К деньгам же у Анны вообще было странно-равнодушное отношение. Конечно, когда появилась Беа, она иногда задумывалась, что бы делала, если бы ей перестало приходить содержание, которое поначалу за нее регулярно на почте получала ее приемная мать Сандра, а после ее смерти она сама. Но, отметая от себя все опасения и не лукавя, считала, что средства у них будут всегда.
Беа росла, и они еще больше сближались: как две подруги шептались и советовались перед тем, как идти спать, а наутро рассказывали друг другу о своих снах.
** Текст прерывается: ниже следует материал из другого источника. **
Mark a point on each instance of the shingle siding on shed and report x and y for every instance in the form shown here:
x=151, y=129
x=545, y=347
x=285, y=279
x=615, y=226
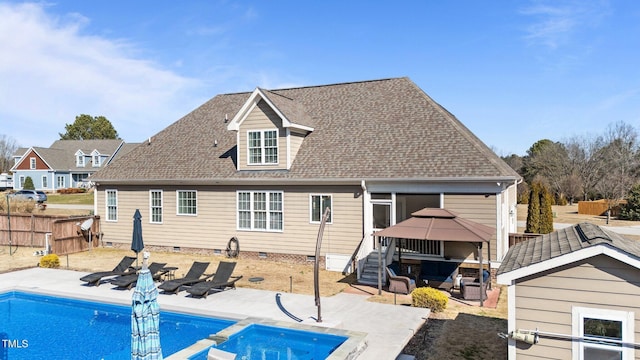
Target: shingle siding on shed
x=545, y=301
Когда Беа уезжала на каникулы, Анна не находила себе места, и одиночество не казалось ей больше таким привлекательным.
Теперь же сердце ее заледенело, и то, что именно Маурицио убил Беа, Маурицио, который заменял ей отца, стало для Анны концом света, концом жизни и концом всего святого.
Единственное, что еще изредка копошилось в сознании и щемило ее душу, это сомнение в том, что она правильно сделала, не рассказав все полиции. Она давно собиралась это сделать, но сейчас, когда тело ее ребенка подняли из этой жуткой дыры, заполненной водой, а Маурицио заперли в камере, она утвердилась в мысли, что то, о чем она хотела заявить, уже не имеет никакого значения для расследования.